Literary Orphans is one of the outlets serving as a lighthouse in the storm. It’s a manifestation of a dream, a source of media that reminds us that there are other worlds out there, that reality is fluid, and that important voices don’t have to be properly vetted by big name brands.
At LO, we stand against propaganda. We stand counter to the great delusion, serving as a collective of indie artists, of orphans, clumping together to up our chances of survival.
Why?
Because the orphan who stands alone gets killed. Sometimes it’s a quiet killing, a tidal wave of advertising steamrolling over a singular voice. Other times, it’s televised for all to witness — the public execution of someone or something just a little bit different. An example is made, so others will step right back in line. In rare instances, this silencing of an orphan is done for mere entertainment — filmed, printed, sold, and ultimately submitted to the Library of Congress to be memorialized for all time.
Which brings me to the title of this issue.
Issue 19 of Literary Orphans is named after an Asian elephant. This elephant, Topsy, was one of many taken from her homeland and used for show. She spent 26 years entertaining audiences, touring the United States for many of those years with Forepaugh’s Circus. Over time, she gained a reputation as being a difficult elephant, one that even killed people. An angry elephant wasn’t anything new. What made Topsy unique, however, was where she wound up.
In 1903, at a Coney Island amusement attraction called Luna Park, Topsy was fed poison, electrocuted, and hanged. Thomas Edison’s film company was present to capture the scene, and the short film strip would be packaged and sold for use inside Kinetoscopes, which were coin-operated machines that played short films. For a nickel, viewers could watch a 74-second strip simply titled,Electrocuting an Elephant. For copyright purposes, Electrocuting an Elephant was submitted to the Library of Congress, which secured its place in history.
It’s a sad film, and it’s one we can still watch today. The silence that accompanies Electrocution of an Elephant only amplifies its sadness.
When I last saw the film, I thought of the loneliness of Topsy.

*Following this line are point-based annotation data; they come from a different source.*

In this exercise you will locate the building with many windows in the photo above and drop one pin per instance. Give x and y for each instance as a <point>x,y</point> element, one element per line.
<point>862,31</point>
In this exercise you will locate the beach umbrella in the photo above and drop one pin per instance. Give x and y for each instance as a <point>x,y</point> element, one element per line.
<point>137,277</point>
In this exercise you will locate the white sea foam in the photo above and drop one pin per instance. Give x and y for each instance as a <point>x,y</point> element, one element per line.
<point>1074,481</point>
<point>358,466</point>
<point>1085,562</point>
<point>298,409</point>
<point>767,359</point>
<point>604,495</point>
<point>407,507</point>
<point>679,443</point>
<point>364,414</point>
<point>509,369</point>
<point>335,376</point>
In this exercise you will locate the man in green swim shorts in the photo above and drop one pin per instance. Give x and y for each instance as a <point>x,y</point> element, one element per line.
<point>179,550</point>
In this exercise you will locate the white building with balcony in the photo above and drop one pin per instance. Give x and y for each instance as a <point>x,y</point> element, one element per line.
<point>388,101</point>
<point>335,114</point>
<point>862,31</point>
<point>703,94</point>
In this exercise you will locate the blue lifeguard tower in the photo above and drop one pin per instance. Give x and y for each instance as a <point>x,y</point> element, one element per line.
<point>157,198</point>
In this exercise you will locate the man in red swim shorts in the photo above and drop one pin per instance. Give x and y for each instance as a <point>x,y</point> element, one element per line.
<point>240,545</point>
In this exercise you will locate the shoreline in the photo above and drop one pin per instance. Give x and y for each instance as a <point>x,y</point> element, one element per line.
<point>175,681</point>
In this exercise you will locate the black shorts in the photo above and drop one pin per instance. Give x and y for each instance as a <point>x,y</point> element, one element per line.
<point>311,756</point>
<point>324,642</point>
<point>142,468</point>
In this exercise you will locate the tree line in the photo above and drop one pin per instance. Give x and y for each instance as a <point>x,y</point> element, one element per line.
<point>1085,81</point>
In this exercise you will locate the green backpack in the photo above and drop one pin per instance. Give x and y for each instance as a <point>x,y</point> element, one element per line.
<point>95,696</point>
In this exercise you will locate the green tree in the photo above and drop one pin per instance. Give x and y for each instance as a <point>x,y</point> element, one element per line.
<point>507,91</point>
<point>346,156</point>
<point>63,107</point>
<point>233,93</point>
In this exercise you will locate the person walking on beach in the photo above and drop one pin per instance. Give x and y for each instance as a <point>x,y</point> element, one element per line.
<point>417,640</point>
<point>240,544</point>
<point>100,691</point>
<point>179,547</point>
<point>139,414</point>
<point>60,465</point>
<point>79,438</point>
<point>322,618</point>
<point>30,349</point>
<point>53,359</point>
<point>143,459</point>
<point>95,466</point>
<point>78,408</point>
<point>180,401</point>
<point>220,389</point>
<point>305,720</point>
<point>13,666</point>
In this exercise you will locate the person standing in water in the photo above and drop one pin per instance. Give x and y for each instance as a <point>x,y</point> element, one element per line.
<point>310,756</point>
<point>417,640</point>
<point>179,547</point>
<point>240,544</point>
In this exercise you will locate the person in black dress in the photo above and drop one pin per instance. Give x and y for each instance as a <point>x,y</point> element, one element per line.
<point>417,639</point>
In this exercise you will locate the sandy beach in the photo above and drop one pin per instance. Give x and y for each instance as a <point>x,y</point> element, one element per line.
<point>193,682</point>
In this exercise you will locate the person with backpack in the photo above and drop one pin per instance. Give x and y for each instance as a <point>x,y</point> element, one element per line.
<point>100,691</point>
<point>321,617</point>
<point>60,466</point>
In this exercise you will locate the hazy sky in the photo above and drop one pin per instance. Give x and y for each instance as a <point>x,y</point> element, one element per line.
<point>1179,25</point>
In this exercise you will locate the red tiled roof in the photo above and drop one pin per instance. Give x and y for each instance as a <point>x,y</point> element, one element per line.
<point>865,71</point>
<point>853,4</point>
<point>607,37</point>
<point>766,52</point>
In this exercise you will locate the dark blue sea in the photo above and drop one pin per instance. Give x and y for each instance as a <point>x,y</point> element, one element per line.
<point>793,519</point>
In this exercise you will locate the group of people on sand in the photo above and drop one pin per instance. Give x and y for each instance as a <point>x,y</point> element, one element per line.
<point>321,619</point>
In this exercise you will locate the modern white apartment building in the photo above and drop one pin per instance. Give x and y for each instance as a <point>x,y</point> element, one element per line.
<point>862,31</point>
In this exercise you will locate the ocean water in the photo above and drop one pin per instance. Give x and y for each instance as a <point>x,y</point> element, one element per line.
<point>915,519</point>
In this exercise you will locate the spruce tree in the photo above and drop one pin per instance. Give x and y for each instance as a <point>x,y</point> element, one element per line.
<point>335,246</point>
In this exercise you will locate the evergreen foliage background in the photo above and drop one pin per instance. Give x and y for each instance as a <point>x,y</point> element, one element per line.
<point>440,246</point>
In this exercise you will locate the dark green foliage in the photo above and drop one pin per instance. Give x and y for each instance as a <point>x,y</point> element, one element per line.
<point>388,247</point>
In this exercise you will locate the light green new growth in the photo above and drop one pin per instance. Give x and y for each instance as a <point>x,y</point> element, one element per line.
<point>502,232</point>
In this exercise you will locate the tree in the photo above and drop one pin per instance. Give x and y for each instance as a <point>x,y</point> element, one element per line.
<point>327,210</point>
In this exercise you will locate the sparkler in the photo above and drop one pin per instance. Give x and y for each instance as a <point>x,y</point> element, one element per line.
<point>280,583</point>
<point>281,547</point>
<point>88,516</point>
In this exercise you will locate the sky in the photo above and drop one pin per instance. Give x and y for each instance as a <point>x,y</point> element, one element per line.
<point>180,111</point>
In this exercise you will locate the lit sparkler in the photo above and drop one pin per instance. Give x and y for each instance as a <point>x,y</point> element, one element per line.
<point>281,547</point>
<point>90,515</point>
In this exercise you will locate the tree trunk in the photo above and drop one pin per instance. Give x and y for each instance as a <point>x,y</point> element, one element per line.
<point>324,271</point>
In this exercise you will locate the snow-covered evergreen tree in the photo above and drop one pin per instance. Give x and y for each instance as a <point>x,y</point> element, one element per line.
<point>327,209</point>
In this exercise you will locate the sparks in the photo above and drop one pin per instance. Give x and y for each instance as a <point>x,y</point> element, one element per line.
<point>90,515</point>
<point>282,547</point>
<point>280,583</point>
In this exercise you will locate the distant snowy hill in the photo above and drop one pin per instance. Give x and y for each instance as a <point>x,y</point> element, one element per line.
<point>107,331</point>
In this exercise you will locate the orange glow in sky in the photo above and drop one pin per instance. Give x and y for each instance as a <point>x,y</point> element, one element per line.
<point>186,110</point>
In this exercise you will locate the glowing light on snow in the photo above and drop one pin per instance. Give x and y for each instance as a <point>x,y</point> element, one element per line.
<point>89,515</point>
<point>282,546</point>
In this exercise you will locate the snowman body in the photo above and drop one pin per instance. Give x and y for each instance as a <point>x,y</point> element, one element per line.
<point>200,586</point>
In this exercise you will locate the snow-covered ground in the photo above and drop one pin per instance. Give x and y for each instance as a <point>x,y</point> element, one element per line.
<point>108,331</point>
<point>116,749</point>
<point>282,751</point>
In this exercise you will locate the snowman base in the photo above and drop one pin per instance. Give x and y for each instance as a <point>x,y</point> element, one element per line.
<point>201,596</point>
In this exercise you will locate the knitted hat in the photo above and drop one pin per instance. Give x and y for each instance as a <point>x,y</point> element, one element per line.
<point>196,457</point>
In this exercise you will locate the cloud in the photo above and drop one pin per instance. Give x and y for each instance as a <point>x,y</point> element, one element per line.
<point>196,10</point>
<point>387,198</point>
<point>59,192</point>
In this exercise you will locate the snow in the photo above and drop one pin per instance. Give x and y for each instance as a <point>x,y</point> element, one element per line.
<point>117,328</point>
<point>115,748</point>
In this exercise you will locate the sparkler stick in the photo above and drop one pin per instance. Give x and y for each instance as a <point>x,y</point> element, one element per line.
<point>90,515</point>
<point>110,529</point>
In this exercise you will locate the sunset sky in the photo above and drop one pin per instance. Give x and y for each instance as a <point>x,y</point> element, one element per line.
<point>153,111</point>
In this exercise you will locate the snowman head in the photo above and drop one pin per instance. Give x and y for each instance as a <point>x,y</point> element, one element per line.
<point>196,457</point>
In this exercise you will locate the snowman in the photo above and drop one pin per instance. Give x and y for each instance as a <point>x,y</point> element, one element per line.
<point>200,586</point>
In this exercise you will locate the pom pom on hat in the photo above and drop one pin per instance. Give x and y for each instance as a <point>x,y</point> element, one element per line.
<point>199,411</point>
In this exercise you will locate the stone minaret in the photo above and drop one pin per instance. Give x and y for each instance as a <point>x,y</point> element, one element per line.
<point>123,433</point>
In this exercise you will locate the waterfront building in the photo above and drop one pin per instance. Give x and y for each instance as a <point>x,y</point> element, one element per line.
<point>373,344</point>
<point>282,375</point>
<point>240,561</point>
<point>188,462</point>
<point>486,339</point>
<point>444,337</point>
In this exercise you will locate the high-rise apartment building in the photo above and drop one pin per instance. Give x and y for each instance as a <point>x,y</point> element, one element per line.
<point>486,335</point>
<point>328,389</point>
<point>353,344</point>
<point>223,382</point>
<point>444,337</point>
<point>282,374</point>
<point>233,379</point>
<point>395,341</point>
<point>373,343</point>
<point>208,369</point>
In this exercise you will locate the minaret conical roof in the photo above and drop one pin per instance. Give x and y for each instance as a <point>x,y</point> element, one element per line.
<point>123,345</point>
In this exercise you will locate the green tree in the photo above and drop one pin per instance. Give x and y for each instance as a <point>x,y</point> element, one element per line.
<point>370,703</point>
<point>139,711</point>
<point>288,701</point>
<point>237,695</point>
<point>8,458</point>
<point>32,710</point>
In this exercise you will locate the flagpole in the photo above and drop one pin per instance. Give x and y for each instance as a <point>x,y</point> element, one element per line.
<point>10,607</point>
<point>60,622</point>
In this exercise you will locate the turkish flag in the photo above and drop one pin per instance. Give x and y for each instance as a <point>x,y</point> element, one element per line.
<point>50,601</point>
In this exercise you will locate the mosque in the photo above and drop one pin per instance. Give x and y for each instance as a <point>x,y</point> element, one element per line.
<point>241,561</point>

I saw her as an orphan, a creature subjugated to a life of entertainment in a strange land. All day, every day, strange men told her what to do and how to do it while dopey-eyed children looked onward. And when Topsy served her usefulness, she was executed in front of the camera and immortalized forever, so a whole new generation of dopey-eyed children could witness the power of modern technological marvels with leftover lunch money.
This orphan had no community. She had no lighthouse in the storm. The whole of the world around her, the one telling her what to do, swallowed her up.
The tale of Topsy is important at Literary Orphans. It serves as a reminder that in this great, big world of ours, it behooves us to build a community. Together we stand. Divided we fall.
And with that, I implore you to open up the pages of ISSUE 19 and bask in some of the indie lit community’s finest. Read their stories. Indulge in their poems. Share, grow, and build. Together, we can look past the advertised world that surrounds us and peel the real one free.